The Stealthy Freedoms of Iranian Women Facebook page invited women to share photos of themselves with uncovered heads, celebrating non-traditional dress in Iran’s hottest summer months. As of its creation last month, 450,000-plus Facebook users have liked the page, and thousands of women have submitted their photos to journalist and founder Masih Alinejad.
Alinejad, a London-based journalist affiliated with Voice of America’s “On Ten” program, said she expected a backlash from those who oppose Iranian women’s freedom to dress as they choose — but she didn’t expect the story that aired on Iranian state television.
The television report claimed three men raped Masih in a London subway station after she took drugs and undressed herself in public. The report also claims her 17-year-old son was a witness to the rape. Alinejad vehemently denies these allegations, saying they are “imagination.”
“To be mentioned in a ‘news’ report which is so patently fake was just jaw-dropping,” she said. “My first thought was for my parents and how they might feel and hope they would not be shamed in front of their neighbors and friends.”
According to Prisca Orsonneau, head legal counsel for Reporters without Borders, this action is all too believable.
“This is a new trend for the Iranian government: they try to do their best to make a smear campaign against her,” she said. “This is really typical. Their reaction is typical of what the Iranian government does to journalists working abroad.”
After the report aired, dozens of supporters reached out to Alinejad in encouragement of her work for female expression, including Orsonneau and those at Reporters Without Borders.
“Most people offered consolation that the campaign must be really doing some good for the state TV to make up such an attack,” Alinejad said.
One friend created an online petition gathering signatures from journalists in support of legal action on Alinejad’s behalf, and another started a Facebook page, “We Are All Masih” to rally support around the journalist and Stealthy Freedoms.
Alinejad herself responded with a YouTube video. In the video, she is walking around a London Underground station — the same in which the fictional rape had taken place — with her head uncovered. She is singing a song.
“In Iran, I was not allowed to be myself,” Alinejad said of her decision to film a response. “And this video was to say, ‘You just want to hide [the women]’ … And that was my song.”
Several other rumors have swirled around Alinejad in the wake of the media attention surrounding the Stealthy Freedoms Facebook page.
Conservative Iranian TV presenter Vahid Yaminpour took to his own Facebook page to similarly denounce Alinejad and her work with Stealthy Freedoms.
“Masih Alinejad is a whore,” he wrote. “She’s just trying to compensate her psychological (and probably financial) needs by recruiting young women and sharing her notoriety with younger women who are still not prostitutes.”

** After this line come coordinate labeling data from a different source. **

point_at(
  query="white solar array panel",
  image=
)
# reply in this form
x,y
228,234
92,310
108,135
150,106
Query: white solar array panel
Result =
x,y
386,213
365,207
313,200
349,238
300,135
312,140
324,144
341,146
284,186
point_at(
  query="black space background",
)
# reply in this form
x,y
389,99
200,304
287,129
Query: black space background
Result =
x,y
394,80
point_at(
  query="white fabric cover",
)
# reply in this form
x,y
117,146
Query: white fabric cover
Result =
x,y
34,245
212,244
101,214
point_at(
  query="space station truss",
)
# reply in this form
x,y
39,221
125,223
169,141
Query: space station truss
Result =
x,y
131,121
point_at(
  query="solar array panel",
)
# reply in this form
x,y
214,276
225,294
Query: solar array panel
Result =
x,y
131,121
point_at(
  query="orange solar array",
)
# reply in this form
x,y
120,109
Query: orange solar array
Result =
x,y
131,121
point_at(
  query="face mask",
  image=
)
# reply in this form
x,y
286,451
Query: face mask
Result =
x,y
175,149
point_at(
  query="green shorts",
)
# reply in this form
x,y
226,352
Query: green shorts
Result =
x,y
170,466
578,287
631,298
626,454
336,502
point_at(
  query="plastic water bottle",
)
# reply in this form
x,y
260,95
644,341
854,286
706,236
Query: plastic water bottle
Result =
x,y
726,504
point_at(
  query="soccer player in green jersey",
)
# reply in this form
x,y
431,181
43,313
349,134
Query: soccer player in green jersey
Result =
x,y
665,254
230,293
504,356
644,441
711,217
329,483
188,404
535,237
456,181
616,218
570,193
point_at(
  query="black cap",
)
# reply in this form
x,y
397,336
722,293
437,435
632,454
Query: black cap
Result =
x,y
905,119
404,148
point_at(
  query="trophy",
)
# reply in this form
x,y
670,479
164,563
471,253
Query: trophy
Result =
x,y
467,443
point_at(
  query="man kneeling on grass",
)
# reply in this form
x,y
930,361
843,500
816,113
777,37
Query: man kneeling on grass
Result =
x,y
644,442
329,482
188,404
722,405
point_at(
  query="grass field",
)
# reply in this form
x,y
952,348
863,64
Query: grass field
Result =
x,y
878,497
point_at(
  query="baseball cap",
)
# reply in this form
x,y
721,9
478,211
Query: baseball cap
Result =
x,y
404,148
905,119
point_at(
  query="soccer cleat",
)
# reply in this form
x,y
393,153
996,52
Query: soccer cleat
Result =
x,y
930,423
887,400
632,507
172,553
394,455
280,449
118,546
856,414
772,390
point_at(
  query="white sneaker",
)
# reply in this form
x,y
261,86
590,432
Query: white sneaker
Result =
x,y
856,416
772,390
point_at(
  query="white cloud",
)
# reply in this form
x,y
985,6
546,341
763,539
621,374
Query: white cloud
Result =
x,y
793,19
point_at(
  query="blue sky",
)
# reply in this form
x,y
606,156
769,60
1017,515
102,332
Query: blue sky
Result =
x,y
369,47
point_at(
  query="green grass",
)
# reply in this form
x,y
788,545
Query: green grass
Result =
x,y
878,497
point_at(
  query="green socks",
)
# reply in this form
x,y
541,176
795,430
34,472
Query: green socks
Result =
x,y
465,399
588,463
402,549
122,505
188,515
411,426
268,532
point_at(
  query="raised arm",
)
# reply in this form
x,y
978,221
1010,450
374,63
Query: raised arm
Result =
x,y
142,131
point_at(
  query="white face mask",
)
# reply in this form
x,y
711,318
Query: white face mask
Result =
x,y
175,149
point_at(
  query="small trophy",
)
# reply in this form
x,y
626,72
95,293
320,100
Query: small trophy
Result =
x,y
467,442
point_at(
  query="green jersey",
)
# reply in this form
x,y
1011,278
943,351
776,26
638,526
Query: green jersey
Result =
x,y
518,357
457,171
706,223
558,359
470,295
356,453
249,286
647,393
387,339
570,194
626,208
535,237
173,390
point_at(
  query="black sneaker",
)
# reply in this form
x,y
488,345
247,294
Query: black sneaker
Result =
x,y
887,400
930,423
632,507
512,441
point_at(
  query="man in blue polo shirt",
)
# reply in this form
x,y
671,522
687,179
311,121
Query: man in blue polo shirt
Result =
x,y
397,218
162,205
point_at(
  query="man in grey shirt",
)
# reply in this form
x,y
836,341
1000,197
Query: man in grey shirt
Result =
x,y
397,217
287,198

Detractors claim Alinejad is fabricating the images as a promotion for her own career; they say she demands money for interviews with large media outlets (for the record: Alinejad was not paid for her interview in The Washington Post); and they point to her work in Europe as proof that the Western government is paying her to disavow Iranian traditional dress. All of which Alinejad continues to insist is untrue.
“My mother and sister wear hijab,” Alinejad said. “I respect them. I want [Iran] to respect me.”
Alinejad said she is working with a BBC journalist to independently vet the images in hopes that this will alleviate some of the rumors about the page’s authenticity.
As a direct result of this smear campaign, Alinejad has created hard rules regarding photo submissions to the Stealthy Freedoms page. She said she does this in order to protect the submitters as well as the reputation of the page.
No photos of women under the age of 18. And no photos submitted by men.
“I have to say, ‘I can’t trust that you are the person [in the photo],’” she said. “I have to say, ‘This is a place for women … I have to be careful.’”
She’s also taken to warning the women who send close-up images that the photos could easily be identified by Iran’s “morality police.”
“I always ask, ‘Are you sure you want me to publish this picture? It might get international attention,’” she said. “And if the photo is especially descriptive, or if the camera is particularly close to their faces, I ask them again. Just so they know.”
But despite the attacks and fabricated reports, Alinejad has no plans to discontinue Stealthy Freedoms, and she’s still receiving photo submissions every day. She said the page has become even more popular in wake of the false reports and threats to her safety.
“The women are becoming braver,” she said, pointing to a photo of a woman sitting in a public plaza with her head uncovered.